In May, when OpenAI first demoed an eerily realistic, nearly real-time “advanced voice mode” for its AI-powered chatbot platform ChatGPT, the company said that the feature would roll out to paying ChatGPT users within a few weeks.
Months later, OpenAI says that it needs more time.
In a post on OpenAI’s official Discord server, OpenAI says that it had planned to start rolling out advanced Voice Mode in alpha to a small group of ChatGPT Plus users in late June, but that lingering issues forced it to postpone the launch to sometime in July.
“For example, we’re improving the model’s ability to detect and refuse certain content,” OpenAI writes. “We’re also working on improving the user experience and preparing our infrastructure to scale to millions while maintaining real-time responses. As part of our iterative deployment strategy, we’ll start the alpha with a small group of users to gather feedback and expand based on what we learn.”
Advanced Voice Mode might not launch for all ChatGPT Plus customers until the fall, OpenAI says, depending on whether it meets certain internal safety and reliability checks. The delay will not, however, affect the rollout of the new video and screen sharing capabilities demoed separately during OpenAI’s spring press event.
Those capabilities include solving math problems given a picture of the problem, and explaining various settings menus on a device. They’re designed to work across ChatGPT on smartphones as well as desktop clients, like the app for macOS, which became available to all ChatGPT users earlier today.

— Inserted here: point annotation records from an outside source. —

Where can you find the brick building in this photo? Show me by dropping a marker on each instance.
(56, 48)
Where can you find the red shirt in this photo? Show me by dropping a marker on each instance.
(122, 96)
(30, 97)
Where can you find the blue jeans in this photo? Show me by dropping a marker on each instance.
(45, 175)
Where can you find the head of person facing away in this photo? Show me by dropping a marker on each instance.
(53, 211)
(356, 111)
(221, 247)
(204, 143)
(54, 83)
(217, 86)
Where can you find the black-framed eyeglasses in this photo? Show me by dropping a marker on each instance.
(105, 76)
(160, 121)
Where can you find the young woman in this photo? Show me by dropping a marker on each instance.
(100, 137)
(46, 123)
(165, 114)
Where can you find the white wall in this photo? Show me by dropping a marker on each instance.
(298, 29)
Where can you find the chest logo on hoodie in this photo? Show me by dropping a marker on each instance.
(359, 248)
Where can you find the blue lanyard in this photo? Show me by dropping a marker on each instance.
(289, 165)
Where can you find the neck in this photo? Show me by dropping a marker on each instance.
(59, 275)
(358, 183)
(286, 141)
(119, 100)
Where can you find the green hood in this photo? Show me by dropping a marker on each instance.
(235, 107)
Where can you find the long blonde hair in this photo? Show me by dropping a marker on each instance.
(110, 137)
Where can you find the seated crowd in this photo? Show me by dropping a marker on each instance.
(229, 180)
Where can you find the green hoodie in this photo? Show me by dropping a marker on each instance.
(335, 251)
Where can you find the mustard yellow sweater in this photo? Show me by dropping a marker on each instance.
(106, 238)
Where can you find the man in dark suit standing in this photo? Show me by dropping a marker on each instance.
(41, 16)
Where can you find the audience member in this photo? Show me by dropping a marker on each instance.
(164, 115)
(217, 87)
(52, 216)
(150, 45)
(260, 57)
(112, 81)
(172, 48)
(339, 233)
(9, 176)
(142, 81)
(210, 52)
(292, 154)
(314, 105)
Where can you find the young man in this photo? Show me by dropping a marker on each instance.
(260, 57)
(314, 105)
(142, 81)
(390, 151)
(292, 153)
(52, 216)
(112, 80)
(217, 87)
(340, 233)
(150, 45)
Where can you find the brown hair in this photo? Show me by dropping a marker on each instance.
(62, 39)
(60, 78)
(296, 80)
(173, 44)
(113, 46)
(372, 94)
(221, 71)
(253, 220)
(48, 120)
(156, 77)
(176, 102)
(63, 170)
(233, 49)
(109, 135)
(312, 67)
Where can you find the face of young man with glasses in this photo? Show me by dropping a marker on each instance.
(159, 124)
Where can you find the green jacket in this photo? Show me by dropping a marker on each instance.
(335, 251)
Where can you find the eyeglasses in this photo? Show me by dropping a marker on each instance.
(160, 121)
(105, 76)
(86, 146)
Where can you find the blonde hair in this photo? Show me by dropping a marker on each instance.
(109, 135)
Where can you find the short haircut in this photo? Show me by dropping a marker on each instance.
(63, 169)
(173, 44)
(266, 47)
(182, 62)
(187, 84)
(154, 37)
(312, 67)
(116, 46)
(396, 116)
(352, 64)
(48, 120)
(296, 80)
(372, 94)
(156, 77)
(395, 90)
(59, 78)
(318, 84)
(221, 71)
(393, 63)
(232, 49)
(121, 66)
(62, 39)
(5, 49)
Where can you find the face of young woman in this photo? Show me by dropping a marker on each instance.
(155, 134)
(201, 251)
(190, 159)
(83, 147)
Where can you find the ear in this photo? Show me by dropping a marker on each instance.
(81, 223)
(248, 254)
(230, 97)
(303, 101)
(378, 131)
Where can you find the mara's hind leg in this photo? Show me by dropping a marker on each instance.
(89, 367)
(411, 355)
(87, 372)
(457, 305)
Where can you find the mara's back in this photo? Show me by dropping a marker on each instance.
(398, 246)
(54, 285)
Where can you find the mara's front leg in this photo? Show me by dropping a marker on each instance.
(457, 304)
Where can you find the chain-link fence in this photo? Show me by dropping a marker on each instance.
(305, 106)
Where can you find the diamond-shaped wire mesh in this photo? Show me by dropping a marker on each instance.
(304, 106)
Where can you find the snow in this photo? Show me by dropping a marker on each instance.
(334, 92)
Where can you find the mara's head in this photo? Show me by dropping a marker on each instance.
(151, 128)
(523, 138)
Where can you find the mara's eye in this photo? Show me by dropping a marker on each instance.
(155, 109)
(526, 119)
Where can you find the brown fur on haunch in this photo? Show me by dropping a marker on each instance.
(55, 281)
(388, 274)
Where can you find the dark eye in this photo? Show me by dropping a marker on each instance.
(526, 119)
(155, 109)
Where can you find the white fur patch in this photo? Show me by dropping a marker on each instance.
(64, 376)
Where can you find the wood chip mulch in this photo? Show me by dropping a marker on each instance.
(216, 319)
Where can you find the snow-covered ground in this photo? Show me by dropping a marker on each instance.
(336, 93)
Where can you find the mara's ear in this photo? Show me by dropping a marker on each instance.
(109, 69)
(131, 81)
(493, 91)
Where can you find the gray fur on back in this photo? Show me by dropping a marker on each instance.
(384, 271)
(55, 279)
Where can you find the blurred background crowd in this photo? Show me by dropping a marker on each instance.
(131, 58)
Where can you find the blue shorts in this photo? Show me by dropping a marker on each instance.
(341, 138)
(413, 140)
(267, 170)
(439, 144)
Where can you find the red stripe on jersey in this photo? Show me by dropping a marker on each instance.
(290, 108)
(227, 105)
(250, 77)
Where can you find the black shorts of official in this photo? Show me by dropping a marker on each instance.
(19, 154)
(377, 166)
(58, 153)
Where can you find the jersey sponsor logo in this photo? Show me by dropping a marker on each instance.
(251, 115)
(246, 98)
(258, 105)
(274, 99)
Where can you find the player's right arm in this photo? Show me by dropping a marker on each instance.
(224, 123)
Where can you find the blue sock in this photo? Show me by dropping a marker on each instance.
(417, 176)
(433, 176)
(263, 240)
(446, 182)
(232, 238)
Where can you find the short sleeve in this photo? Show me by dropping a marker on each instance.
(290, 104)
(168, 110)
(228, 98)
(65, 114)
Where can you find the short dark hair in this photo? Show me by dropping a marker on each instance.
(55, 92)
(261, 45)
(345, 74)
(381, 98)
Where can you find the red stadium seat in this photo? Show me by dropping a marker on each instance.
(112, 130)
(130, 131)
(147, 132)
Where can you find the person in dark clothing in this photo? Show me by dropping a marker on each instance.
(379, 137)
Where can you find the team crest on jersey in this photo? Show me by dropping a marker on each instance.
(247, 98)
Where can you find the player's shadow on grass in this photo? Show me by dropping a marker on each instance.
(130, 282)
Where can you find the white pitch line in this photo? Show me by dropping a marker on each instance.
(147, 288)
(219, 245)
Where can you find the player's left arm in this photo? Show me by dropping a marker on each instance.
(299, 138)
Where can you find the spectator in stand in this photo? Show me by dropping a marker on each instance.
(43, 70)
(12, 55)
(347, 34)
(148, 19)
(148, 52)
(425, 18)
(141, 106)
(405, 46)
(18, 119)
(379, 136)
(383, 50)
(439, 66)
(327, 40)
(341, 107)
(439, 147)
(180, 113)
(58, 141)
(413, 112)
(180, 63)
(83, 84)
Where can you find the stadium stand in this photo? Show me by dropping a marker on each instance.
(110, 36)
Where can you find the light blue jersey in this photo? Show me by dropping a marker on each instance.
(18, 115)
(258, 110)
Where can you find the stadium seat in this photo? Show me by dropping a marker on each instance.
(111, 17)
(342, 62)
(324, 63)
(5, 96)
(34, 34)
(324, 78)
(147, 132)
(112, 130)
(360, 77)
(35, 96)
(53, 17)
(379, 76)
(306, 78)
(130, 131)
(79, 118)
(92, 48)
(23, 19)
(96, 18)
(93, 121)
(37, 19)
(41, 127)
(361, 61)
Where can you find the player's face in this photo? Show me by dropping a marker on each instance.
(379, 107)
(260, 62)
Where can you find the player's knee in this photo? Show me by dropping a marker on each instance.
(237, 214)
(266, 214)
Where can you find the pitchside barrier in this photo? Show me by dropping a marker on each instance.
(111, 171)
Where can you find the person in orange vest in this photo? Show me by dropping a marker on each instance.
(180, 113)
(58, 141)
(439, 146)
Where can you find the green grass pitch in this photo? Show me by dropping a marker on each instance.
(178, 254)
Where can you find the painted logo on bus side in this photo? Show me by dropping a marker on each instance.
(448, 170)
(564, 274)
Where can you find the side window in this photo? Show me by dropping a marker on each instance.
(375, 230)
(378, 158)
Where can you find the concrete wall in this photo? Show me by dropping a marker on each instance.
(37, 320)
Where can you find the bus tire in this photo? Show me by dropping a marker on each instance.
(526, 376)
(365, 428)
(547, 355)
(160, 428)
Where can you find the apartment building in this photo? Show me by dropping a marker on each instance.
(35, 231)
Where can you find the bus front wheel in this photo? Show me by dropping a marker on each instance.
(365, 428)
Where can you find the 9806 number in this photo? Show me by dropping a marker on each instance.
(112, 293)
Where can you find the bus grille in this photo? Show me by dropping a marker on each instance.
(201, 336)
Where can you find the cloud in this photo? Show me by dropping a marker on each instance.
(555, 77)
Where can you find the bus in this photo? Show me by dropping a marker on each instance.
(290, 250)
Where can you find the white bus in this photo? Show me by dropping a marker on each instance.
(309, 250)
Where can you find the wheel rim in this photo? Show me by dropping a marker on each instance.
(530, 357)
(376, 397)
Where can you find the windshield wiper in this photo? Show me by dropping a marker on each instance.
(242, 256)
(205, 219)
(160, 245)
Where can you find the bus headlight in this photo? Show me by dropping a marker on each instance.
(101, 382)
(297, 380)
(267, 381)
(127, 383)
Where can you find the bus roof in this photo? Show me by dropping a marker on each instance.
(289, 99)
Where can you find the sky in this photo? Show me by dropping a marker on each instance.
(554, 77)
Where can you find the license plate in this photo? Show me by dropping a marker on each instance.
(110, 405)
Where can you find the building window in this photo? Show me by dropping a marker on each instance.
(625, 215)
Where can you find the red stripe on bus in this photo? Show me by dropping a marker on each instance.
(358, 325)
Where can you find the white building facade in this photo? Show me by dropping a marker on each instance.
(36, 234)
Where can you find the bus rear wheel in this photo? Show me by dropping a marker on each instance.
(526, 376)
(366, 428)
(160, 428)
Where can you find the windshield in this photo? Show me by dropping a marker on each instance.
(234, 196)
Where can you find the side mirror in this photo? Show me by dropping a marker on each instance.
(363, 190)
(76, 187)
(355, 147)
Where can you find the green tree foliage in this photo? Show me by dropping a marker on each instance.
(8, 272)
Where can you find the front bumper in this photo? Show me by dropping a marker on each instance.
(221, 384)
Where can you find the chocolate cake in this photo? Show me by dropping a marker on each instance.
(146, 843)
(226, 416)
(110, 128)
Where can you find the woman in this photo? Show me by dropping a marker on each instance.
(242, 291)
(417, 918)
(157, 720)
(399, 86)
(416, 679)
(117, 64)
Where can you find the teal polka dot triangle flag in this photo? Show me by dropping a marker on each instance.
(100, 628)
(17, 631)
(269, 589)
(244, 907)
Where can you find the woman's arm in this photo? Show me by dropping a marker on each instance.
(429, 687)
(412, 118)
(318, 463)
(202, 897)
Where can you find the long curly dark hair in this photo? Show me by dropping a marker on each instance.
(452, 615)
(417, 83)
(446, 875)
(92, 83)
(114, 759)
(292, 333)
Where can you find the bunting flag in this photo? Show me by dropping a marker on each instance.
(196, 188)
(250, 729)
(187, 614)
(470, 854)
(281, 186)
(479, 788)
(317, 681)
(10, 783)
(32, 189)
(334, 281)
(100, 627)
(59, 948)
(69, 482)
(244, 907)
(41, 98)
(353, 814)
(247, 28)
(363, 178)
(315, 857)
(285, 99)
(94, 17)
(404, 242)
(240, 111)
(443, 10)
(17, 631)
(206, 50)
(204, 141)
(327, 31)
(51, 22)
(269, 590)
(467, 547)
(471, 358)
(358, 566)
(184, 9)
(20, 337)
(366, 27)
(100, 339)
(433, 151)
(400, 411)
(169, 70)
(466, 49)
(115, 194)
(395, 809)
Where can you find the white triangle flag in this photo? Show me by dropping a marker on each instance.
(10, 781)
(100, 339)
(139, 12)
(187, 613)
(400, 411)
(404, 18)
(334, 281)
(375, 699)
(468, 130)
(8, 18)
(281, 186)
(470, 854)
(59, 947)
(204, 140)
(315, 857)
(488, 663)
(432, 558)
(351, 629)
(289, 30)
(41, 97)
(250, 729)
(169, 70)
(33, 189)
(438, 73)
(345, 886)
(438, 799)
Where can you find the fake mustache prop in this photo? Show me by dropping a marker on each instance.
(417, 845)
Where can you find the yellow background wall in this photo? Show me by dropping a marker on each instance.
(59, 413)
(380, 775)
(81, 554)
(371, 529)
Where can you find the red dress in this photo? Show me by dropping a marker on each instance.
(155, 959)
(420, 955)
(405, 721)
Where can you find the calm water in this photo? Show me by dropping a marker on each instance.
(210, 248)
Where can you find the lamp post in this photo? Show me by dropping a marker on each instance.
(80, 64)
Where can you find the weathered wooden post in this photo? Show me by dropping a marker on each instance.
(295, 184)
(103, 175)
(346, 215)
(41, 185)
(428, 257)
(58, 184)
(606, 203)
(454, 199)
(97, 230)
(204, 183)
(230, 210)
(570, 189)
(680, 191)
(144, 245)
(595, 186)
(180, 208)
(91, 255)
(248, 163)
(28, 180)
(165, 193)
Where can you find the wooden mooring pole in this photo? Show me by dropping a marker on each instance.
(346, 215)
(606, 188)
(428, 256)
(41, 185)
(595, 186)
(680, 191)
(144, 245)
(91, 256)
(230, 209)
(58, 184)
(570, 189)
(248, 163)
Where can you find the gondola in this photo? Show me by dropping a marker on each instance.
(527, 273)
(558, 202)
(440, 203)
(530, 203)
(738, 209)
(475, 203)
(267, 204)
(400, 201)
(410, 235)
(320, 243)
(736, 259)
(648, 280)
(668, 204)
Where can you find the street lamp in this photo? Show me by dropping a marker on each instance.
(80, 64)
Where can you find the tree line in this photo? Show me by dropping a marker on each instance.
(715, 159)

“ChatGPT’s advanced Voice Mode can understand and respond with emotions and nonverbal cues, moving us closer to real-time, natural conversations with AI,” OpenAI writes. “Our mission is to bring these new experiences to you thoughtfully.”
Onstage at the launch event, OpenAI employees showed off ChatGPT responding almost instantly to requests such as solving a math problem on a piece of paper placed in front of a researcher’s smartphone camera.
OpenAI’s advanced Voice Mode generated quite a bit of controversy for the default “Sky” voice’s similarity to actress Scarlett Johansson’s. Johansson later released a statement saying that she hired legal counsel to inquire about the voice and get exact details about how it was developed — and that she’d refused repeated entreaties from OpenAI to license her voice for ChatGPT.
OpenAI, while denying that it used Johansson’s voice without permission or a soundalike, later removed the offending voice.